The emoji paper was a tad difficult for me to read, in part because it focused so much on the ML approaches used in order to address this emotion sentiment challenge, and in part because I’m just not a person who uses emoji.  From my limited understanding, much of their motivation appeared sound.  The one thing that I wasn’t certain about was their decision to take tweets with multiple instances of the same emoji and reduce them to a single instance of that emoji.  I have seen tweets that use a single cry-smile which are trying to convey a slightly different but still related emotion than tweets that use twelve cry-smiles.  In the text communication world, I see it as the difference between “lol” and “hahahahahaha” replies.  I’m curious how the performance of their classifier would have changed if they had taken the semantics of multiple emoji into account further.

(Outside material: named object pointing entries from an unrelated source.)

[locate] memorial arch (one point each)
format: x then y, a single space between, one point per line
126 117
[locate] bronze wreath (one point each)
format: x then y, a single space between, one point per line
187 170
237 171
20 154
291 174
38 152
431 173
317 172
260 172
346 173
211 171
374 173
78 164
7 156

That said, their dendrogram (Fig 3) showing the clustering of the DeepMoji model prediction contained some interesting relationships between pairs and sets of emoji.  For example, the various heart emoji at the right end appear in several different subgroups with a few “bridge” emoji in between to connect those subgroups.  That isn’t an outcome that I was expecting.  For the most part though, happy emoji were self-contained into their own group, as were clusters that I’ll call sad emoji, celebratory emoji, and silly emoji.

My biggest criticism of the depression paper is the same theme that I’ve been suggesting all semester – getting all of your data from a single source introduces implicit biases into the results that you may not be aware of.  In the case of this study, all of the data came from Live Journal communities.  Having never belonged to that website, I cannot speak for what features could cause problematic biases.  However, I can suggest possibilities like comment moderation as being one dimension that could cause the linguistic features of these communities to differ between Live Journal and other community hubs.  Though the authors provided a page of limitations, this was not one of them.

I did also like that the authors compared their Lasso classification with three other classifiers (Naïve Bayes, SVM, and Logistic Regression), and compared their results across all four classifiers.  I’m also a big proponent of trying multiple classification techniques and determining which one is working the best (and then going back to the data and trying to understand why).